Editors’ note: This study found that larger firms, those with trained workers or workers with higher skill levels, or those with unionized workers do more to prevent HIV. Given the high proportion of small companies compared to large ones in African countries, the public sector needs to take the lead on HIV prevention in most workplaces.
April
5
2007

National responses

Wu Z, Sullivan SG, Wang Y, Rotheram-Borus MJ, Detels R. Evolution of China’s response to HIV/AIDS. Lancet 2007;369:679-90.

Four factors have driven China’s response to the HIV pandemic: (1) existing government structures and networks of relationships; (2) increasing scientific information; (3) external influences that underscored the potential consequences of an HIV pandemic and thus accelerated strategic planning; and (4) increasing political commitment at the highest levels. China’s response culminated in legislation to control HIV -the AIDS Prevention and Control Regulations. Three major initiatives are being scaled up concurrently. First, the government has prioritised interventions to control the epidemic in injection drug users, sex workers, men who have sex with men, and plasma donors. Second, routine HIV testing is being implemented in populations at high risk of infection. Third, the government is providing treatment for infected individuals. These bold programmes have emerged from a process of gradual and prolonged dialogue and collaboration between officials at every level of government, researchers, service providers, policymakers, and politicians, and have led to decisive action.

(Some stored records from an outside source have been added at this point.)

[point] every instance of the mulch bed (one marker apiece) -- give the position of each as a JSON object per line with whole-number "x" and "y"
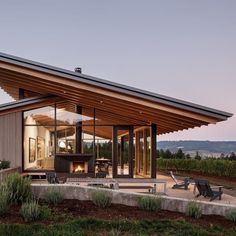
{"x": 76, "y": 209}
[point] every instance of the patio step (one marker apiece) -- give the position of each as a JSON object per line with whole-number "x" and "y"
{"x": 36, "y": 176}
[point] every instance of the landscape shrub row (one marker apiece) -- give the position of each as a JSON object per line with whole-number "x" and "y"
{"x": 4, "y": 164}
{"x": 209, "y": 167}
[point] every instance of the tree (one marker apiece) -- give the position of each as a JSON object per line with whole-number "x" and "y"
{"x": 168, "y": 154}
{"x": 179, "y": 154}
{"x": 232, "y": 156}
{"x": 197, "y": 156}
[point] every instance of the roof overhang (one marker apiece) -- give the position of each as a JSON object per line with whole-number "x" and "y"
{"x": 142, "y": 107}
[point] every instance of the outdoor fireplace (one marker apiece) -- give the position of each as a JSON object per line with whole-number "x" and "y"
{"x": 79, "y": 167}
{"x": 73, "y": 163}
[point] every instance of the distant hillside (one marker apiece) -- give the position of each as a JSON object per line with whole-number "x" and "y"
{"x": 204, "y": 147}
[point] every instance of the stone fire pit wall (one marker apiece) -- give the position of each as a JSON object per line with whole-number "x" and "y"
{"x": 71, "y": 191}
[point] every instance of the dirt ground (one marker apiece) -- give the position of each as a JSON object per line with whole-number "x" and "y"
{"x": 76, "y": 209}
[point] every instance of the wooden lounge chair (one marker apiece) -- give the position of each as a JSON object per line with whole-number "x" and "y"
{"x": 179, "y": 184}
{"x": 206, "y": 190}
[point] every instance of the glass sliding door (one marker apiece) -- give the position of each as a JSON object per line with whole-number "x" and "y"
{"x": 123, "y": 151}
{"x": 143, "y": 152}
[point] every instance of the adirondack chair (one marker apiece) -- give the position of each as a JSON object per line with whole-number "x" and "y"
{"x": 179, "y": 184}
{"x": 206, "y": 190}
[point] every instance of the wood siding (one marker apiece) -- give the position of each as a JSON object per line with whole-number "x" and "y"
{"x": 11, "y": 138}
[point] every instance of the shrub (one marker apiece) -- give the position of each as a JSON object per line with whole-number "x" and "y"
{"x": 148, "y": 203}
{"x": 19, "y": 188}
{"x": 101, "y": 199}
{"x": 193, "y": 210}
{"x": 45, "y": 212}
{"x": 4, "y": 199}
{"x": 4, "y": 164}
{"x": 230, "y": 214}
{"x": 209, "y": 166}
{"x": 53, "y": 196}
{"x": 30, "y": 211}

Editors’ note : In the wake of SARS, China has shown tremendous resolve in responding to HIV decisively and matching programming to the dynamics of its epidemic. When China decides to move forward, it commits to deliver. The speed at which antiretroviral treatment access can be increased; the extent to which key populations can be reached with tailored programmes; and whether the voluntariness of HIV testing, combined with anti-stigma and antidiscrimination measures, can be ensured so that knowledge of serostatus will be sought by people are all key to achieving an effective and sustained result.
April
5
2007

Faith- based organisations

Krakauer M, Newbery J. Churches’ responses to HIV/AIDS in two South African communities. J Int Assoc Physicians AIDS Care (Chic Ill) 2007;6:27-35.

Churches have attracted controversy for how they have dealt with AIDS: they have been criticized for moral stigmatism, yet lauded for their charitable works. Krakauer and colleagues examine what churches were doing at the grass-roots level to deal with the impact of AIDS on their communities. This study was conducted in a rural area and an urban area outside of Durban, South Africa, a region with high HIV prevalence rates. The authors examined 2 indigenous churches (Shembe and Zionist) and one international church (Roman Catholic) in each community. The authors found that there was a widespread awareness of AIDS among church leaders and community members, and that churches were used as health resources by their members, yet no AIDS programs were run by any of the churches in the study locations. The authors argue that 4 key characteristics dictated the churches’ responses to AIDS: resources, organizational structure, cultural appeal, and discipline. There are distinct advantages to partnering with churches for AIDS programming, yet significant complexities to navigating a meaningful dialogue with them also exist.

Editors’ note: This study suggests that there is significant untapped potential in faith-based organisations for the response to HIV. Translating high awareness into effective HIV programming for church members and the broader community may require study tours and peer learning about approaches being used effectively in other communities.